Revolutions

Ich bin noch eine Filmkritik von »Matrix: Revolutions« (aka »Matrix 3«) schuldig. Zusammen mit Klaus und Steffis Bruder (Freundin von Klaus) sah ich ihn am 18.11. um 20:20 im Kino 9 des Erlanger CineStar (zweitgrößter Saal, gute Plätze in der Mitte Anfang letztes Drittel).
Kurze Version: Er war nicht so schlecht, wie ich befürchtet habe. Aber wahrscheinlich lag das nur daran, dass ich meine Erwartungen zuvor schon auf null runtergeschraubt hatte (bei »Armageddon«, »Pearl Harbor« und »Godzilla« z.B. half selbst das nichts, die waren unterirdisch). Der dritte Teil war weit davon entfernt, auch nur annährend gut zu sein.
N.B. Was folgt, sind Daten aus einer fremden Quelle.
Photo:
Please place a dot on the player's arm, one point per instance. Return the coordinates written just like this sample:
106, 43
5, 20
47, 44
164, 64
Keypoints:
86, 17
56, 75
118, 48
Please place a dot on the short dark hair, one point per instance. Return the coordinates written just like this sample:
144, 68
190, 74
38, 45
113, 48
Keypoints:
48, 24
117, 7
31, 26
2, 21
Ob er schlechter oder besser war als der zweite Teil »Matrix: Reloaded«, wage ich nicht zu beurteilen, die haben sich beide nicht viel genommen. Mein Eindruck war, dass es im Revolutions-Aufguss etwas weniger der nervtötenden Zweikämpfe gab; in »Reloaded« habe ich ja teilweise schon vor Langeweile auf die Uhr gesehen.

Das 1999er Original hatte etwas mysteriöses, es war noch vieles im Dunklen, und durch die Zugabe von einigen philosophischen Elementen und dutzenden Symbolen funktionierte der Film auch auf einer »tieferen« Ebene, statt einfach nur Actionfilm zu sein – und zwar ein guter Actionfilm.
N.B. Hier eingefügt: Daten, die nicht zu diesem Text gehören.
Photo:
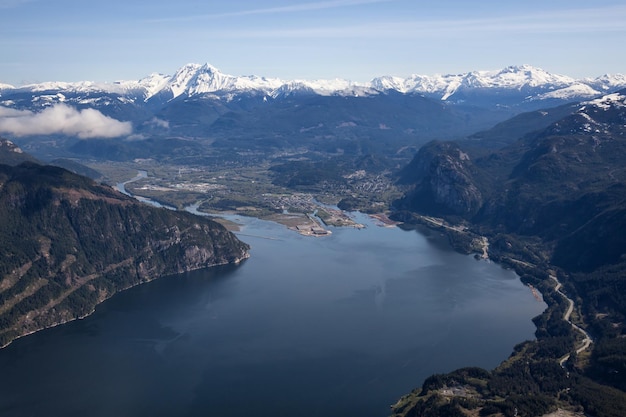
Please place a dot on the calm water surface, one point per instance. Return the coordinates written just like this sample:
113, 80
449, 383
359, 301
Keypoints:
335, 326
Über die beiden Sequels ist viel geschrieben worden, und ich kann vielem zustimmen, deswegen werde ich das hier nicht wiederkauen. Eine gute Linkliste gibt’s bei Christian mit Links zu Artikeln bei Telepolis, der Zeit, Spiegel-online, der Netzeitung und der FAZ.
Matrix (1999) ist Kult: Jeder hat ihn gesehen, er hatte bahnbrechende Effekte, über ihn wurden wissenschaftliche Arbeiten geschrieben. Die beiden Nachfolger sind Trash: ein müder Abklatsch des Originals, kaum besser als die dutzenden anderen Filme, die einfach nur den Bullet-Time-Effekt von »Matrix« klauten. Der zweite Teil profitierte noch etwas vom Glanz des Erstlings: keine Zeitung, kein Magazin oder Weblog, das im Sommer ohne den Zusatz »reloaded« in einer Artikelüberschrift auskam.
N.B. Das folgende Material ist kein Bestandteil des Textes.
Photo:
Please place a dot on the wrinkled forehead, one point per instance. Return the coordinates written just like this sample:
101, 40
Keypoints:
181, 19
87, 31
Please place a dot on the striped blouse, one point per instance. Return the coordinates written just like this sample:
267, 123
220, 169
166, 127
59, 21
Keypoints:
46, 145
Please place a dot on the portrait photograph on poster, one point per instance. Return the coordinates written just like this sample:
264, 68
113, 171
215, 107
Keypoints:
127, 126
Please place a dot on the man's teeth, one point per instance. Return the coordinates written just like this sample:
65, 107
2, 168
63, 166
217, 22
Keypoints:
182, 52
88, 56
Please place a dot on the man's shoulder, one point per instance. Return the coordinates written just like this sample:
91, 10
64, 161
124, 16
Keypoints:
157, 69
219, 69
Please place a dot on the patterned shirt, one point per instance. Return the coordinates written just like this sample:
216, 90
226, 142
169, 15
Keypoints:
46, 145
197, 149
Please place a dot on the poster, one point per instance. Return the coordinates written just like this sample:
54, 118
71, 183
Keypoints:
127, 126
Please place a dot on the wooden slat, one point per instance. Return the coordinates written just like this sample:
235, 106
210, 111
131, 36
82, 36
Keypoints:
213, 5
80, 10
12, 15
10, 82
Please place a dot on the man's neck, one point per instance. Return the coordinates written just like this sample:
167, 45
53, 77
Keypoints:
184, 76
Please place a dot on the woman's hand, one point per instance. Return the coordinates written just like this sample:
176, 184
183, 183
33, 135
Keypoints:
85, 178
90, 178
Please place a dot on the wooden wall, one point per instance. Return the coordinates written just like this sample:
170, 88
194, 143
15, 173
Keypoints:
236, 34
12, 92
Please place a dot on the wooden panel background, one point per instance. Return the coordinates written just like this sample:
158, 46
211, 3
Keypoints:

Ein sehr gutes Interview zu den philosophischen Aspekten der Matrix-Reihe gibt es bei Spiegel-online mit Hubert L. Dreyfus: »Der philosophische Salat der Wachowski-Brüder«. Das Gespräch endet mit einer Einschätzung von Dreyfus zu den filmischen Aspekten der Trilogie, der ich sehr zustimmen kann.

Am besten fährt derjenige, der sich nur den ersten Teil ansieht und »Reloaded« und »Revolutions« links liegen lässt. Aus diesem Grund werden die beiden letzten Teile auch keine Aufnahme in meine DVD-Sammlung finden.